Finding Brothers On The Road
This is perhaps a story that Jeff has not the wholly heard.
So, by the time I was off to college, I was more or less getting back on the straight and narrow, and I was looking to involve myself with similar people. But I have this tendency to track fellow geeks, nerds, fantasy buffs, and other “social rejects”. Oh yes, do not let all this personality fool you. I am a social reject. I can be “that guy” at the drop of a dime.
So, my first couple of days at college, I was a little depressed because I was finding myself among “my people” and not the people I wanted to be with. As a result, I reluctantly and dejectedly went with a bunch of guys to the Fall Fraternity Rush. We were all going for free food and entertainment. A few of the guys were going under the pretense of hooking up. Me, I was just going to be with these guys. Along the way, we passed a place I would have never expected. I probably would not have even noticed it if we had not deliberately passed it by. The only reason why I noticed is because one of the guys said, “Oh, do we really want to go to a place that has that?” And he pointed to a cross up on the side of a house. …a fraternity house…
Well, we passed by it and got our free food and had our entertainment. It was all fun and games, but I kept thinking about that place with the cross on the side of the house. It was probably just some kind of gimmick or “ritual” thing, but it was the only frat house I had seen with a cross on it. Curiosity won me over so that by the end of the night, when we were heading back to the dorms, I feigned I had left “something” behind at a house, and I went and visisted the house with a cross.
As it turned out, this house didn’t merely have a cross on it. It had Christians living in it. They publicly identified themselves as Christians and seeking Christians for membership. What and how could this be? Fraternities are social beer orgies. Not so with this one.
After talking with a number of the guys, I realized I liked this place a lot. This had a lot of guys that I wanted to know more, that were interested in living and growing as I was, that liked to do a lot of the same things I did. I decided I wanted in, and so I returned over the next few days.
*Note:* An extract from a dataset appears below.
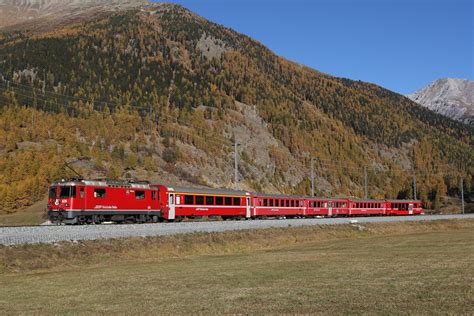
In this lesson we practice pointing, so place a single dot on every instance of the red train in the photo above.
(79, 201)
It also happened during this time that the brotherhood took an interest in me. A cool and cautious interest. Apparently my interviews were not all up to snuff. For example, I argued against predestination. I argued for the freedom of man. I did not deny the omnipotence or omnipresence of God, but I would not name it as predestination – namely because I identified predestination as an active and forceful predetermination on God’s part.
I never really learned what was and was not said about me. If I had, I probably shouldn’t say anyways. What happened during this time though was that it became apparent that there were some Calvinists/Reformed in the crowd, and they wanted to hear it said their way. So, I’m a smart guy, I know this is the right place for me, and I know what they want me to say. So I said it. And then, after talking with a guy in private – in a bathroom stall – I got saved. Again. Sitting next to a toilet. …I wish I could remember how we ended up in there…
I was pretty miffed at this whole “saving” business, but, again, I was pleased by people’s desire to faithfully and truthfully serve me. I got over it. Besides, there’s nothing wrong about professing your belief a thousand times over if it will be of some benefit to someone – and I don’t mean me.
But still, pretty awful, huh? Probably the best lie I ever told though! And to tell you the truth, I’m not really so sure it was a lie. It was just confusion on both parties parts. Probably mostly mine. I’d like to hear what I said that got everyone so concerned – but no one has ever been able to tell me what it was. …who knows… But after that, with a few minor personality bumps along the way, I was brought into the brotherhood.
My time in the fraternity has all been of tremendous benefit to me. I really blossomed in my faith and as a man during this time. I became very close with a number of great and Godly men, and I spent a lot of time in prayer, study, and discernment with them. In a lot of ways, it was the spiritual environment that my church and family should have provided me – the kind of thing I had with Scott back in the day. It was not hyped. It was not one gimmick and flashy thing after another. It was raw, personal, challenging, encouraging… it was a communal life of faith. It was Christianity for the glory of Jesus and for our sake.
This chapter of this fraternity has in many ways has helped and shaped me into the man I am today. I love Theta Xi.
“How I Lied My Way Into the Kingdom” by Anonymous Coward
Seriously, man….enjoying your story. Sorry for the reformed jerks out there; we do seem to have our share.
*Keeps reading to see just how many times Spencer will be ‘saved’*
Man, I totally would have never passed snuff.
You won’t be dissappointed Roger
Oh, the Reformed jerks weren’t all that bad. Um, not that I would know.